ShopMart, an e-commerce platform is experiencing operational challenges related to sales performance, customer behavior, and inventory management. Despite having a large and diverse customer base, with over 20,000 sales records and 10,000 products, the business has faced several key issues that are limiting growth. These include inconsistent product restocking, high return rates in certain categories, shipping delays, and increasing customer acquisition costs without a proportional increase in customer retention. ShopMart’s Senior Executive leadership team is seeking insights into how they can optimize their operations and improve overall profitability.
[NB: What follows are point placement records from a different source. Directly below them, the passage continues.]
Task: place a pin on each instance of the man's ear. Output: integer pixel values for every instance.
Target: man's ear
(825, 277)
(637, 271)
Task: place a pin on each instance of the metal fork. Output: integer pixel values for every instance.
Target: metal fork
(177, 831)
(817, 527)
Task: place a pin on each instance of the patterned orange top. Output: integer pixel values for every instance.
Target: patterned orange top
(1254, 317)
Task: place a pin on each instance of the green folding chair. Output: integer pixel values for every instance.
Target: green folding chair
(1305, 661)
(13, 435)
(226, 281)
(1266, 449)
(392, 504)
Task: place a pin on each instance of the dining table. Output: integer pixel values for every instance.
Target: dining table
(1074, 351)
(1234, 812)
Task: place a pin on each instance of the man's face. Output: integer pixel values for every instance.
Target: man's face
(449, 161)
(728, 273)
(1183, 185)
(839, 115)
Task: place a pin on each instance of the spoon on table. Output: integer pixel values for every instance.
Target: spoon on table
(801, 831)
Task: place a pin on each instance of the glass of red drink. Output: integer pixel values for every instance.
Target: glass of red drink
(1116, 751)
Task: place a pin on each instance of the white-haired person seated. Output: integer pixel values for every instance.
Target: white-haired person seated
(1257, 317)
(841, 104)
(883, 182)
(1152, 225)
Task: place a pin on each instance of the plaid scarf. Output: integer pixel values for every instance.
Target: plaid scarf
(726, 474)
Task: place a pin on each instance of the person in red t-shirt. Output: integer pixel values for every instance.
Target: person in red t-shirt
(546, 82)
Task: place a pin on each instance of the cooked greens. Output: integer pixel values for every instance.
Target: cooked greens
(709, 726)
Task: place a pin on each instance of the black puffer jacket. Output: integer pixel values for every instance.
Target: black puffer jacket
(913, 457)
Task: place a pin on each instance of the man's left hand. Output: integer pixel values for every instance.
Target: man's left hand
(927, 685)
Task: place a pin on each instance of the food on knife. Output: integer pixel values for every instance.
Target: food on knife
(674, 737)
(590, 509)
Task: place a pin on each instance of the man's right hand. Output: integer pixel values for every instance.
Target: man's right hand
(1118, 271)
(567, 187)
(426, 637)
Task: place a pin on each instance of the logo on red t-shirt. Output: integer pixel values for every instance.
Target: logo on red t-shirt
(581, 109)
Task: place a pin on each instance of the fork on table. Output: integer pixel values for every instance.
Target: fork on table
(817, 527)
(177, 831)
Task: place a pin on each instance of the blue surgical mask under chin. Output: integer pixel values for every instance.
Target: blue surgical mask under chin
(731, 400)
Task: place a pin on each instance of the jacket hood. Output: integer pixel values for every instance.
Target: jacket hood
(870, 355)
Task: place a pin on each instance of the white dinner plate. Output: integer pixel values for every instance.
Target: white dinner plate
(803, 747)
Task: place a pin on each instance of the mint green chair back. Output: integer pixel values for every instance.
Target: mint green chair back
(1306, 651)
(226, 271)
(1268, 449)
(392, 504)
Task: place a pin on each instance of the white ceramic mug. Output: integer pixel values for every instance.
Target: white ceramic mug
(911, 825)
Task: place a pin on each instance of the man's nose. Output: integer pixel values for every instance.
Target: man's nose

The objective of this project is to use advanced SQL techniques to analyze ShopMart’s sales and operational data to address critical e-commerce business challenges. The focus is on :
- Optimizing sales trends
- Identifying top and underperforming products
- Segmenting customer behavior
- Improving inventory management processes
Complex SQL queries, including the use of window functions, Common Table Expressions (CTEs), complex joins, query optimization techniques, and stored procedures, were employed to tackle business problems such as revenue analysis, customer segmentation, inventory stock alerts, and shipping performance. Additionally, this analysis will involve data cleaning, managing missing values, and structuring queries to solve real-world business problems.
The dataset consists of multiple tables including:
- Customers: Contains customer information (e.g., ID, name, registration date, address, etc.).
- Orders: Captures sales transactions including order ID, customer ID, product ID, order date, payment status, and shipping details.
- Products: Contains product information including product name, category, price, and cost of goods sold.
- Inventory: Tracks stock levels and restock dates for each product.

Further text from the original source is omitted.